On subsequent R437 bit runs, the program was redesigned to increase bit hydraulics from about 4.0 to 6.0 HSI, and flowrates from about 380 to 420 gpm.

ROTARY SPEED

It was recognized that the PDC bits were experiencing accelerated cutter wear towards the OD section while drilling the harder, more abrasive Carrizo sandstone interval. This indicated a thermally accelerated wear mode due to the increased cutter/rock friction coefficient in the sandstones, and the greater cutter velocity towards the OD of the bit, relative to the center cutters.

With harder rocks, the critical rotary speed at which thermal PDC cutter wear becomes significant is reduced.5 To maximize bit life, slower rotary speed was recommended in the harder, abrasive Carrizo sandstone interval.

Several 8 3/4-in. R437 style PDC bits were run with the optimized operating parameters. These bits were run after drilling out of surface casing until a depth of 4,0004,500 ft with a TCI roller-cone bit. The R437 would then drill to a casing point at 7,000-7,500 ft.

By slowing the rotary speed from about 130 to 90 rpm through the Carrizo sandstone, the R437's exhibited an even wear pattern and increased bit life.

The 8 3/4-in. R437 PDC bits lowered cost per foot by 42% compared to offset roller-cone bits (Fig. 8). An average savings of $18,783 per well was realized in the intermediate hole, and $34,432 over the life of the bits that were run on two wells before dulling.

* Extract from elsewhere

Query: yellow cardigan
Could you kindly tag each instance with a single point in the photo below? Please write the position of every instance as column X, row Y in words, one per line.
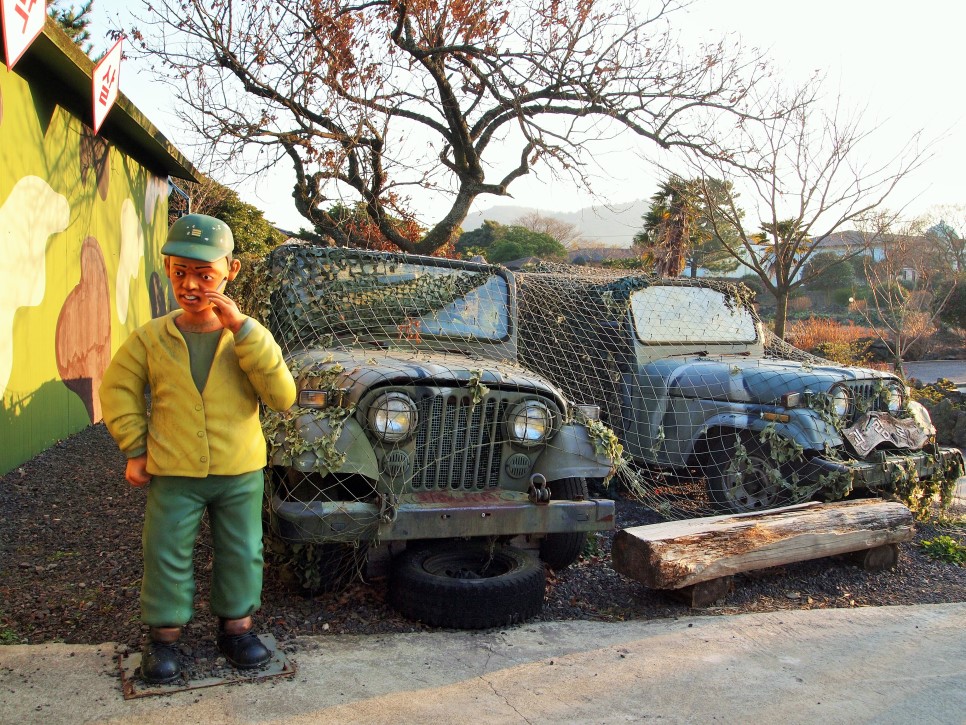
column 216, row 432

The results of the bit selection methodology, which are summarized in Table 1, resulted in a PDC bit that could successfully drill the lower intervals, saving significant time and money. Earlier tests indicated that the upper intervals could be drilled successfully but the PDC bits would dull in the lower intervals, resulting in an uneconomical run.

RESULTS

With the optimized bit style selected and operating parameters determined, a test was planned to drill the entire 8 3/4-in. interval with one bit. On Enron's Vela Cuellor No. 2 well, 4 miles east of Zapata, Tex., a rerun 8 3/4-in. R437 was picked up after setting surface casing at 1,300 ft.

The R437 drilled out the casing float equipment to an intermediate-casing depth of 6,772 ft. The 5,472 ft section drilled in an average ROP of 50.4 ft/hr. This was a $21,121 savings over roller-cone bits. A rerun 6 1/4-in. R435 drilled out the intermediate-casing float collar and shoe before drilling to TD.

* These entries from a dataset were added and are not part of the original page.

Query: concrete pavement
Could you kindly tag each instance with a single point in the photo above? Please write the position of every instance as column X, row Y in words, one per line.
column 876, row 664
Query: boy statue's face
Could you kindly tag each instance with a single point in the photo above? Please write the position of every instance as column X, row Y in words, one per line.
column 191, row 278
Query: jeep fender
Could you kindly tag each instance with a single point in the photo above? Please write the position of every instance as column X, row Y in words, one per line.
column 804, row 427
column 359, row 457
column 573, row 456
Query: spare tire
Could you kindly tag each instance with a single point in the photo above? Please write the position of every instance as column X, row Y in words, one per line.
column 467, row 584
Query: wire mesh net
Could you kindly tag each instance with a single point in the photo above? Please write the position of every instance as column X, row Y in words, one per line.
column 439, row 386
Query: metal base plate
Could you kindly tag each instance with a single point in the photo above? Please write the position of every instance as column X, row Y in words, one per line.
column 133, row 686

The TD was extended from 8,800 to 10,900 ft. The R435 averaged 33.8 ft/hr over the 4,129-ft interval. The bit saved $20,395.

The Vela Cuellar No. 2 was successfully drilled with one bit per hole size interval (Fig. 9). This accomplished the original goal of the bit development program. More astoundingly, it was accomplished using rerun PDC bits. Of those wells with similar casing programs in the Lobo trend area, this well is the first known to be drilled with one bit per hole size interval.

ACKNOWLEDGMENT

The authors thank Enron Oil & Gas Co. for permission to publish this article.

REFERENCES

  1. Robinson, B.M., Holditch, S.A., and Lee, W.J., "A Case Study of the Wilcox (Lobo) Trend in Webb and Zapata Counties, TX," paper SPE 11600, SPE/DOE Symposium on Low Permeability, Denver, Mar. 14-16, 1983.

  2. McClelland, G.M., "Review of Polycrystalline Diamond Compact Bits Run with Invert Emulsion Oil Muds in Shallow South Texas Wells," paper SPE 13110, 59th Annual Technical Conference and Exhibition, Houston, Sept. 16-19, 1984.

  3. Long, John, "The Eocene Lobo Gravity Slide, Webb and Zapata Counties, Texas," South Texas Geological Society, Contributions to the Geology of South Texas, 1986.

  4. Kerr, C., "PDC Drill Bit Design and Field Application Evolution," paper SPE 14075, International Meeting on Petroleum Engineering, Beijing, China, Mar. 17-20, 1986.

  5. Glowka, D.A., "Implications of Thermal Wear Phenomena for PDC Bit Design and Operation," paper SPE 14222, 60th Annual Technical Conference and Exhibition, Las Vegas, Sept. 22-25, 1985.

  6. Holster, J.L., and Kipp, R.J., "Effect of Bit Hydraulic Horsepower on the Drilling Rate of a Polycrystalline Diamond Bit," paper SPE 11949, 58th Annual Technical Conference and Exhibition, San Francisco, Oct. 5-8, 1983.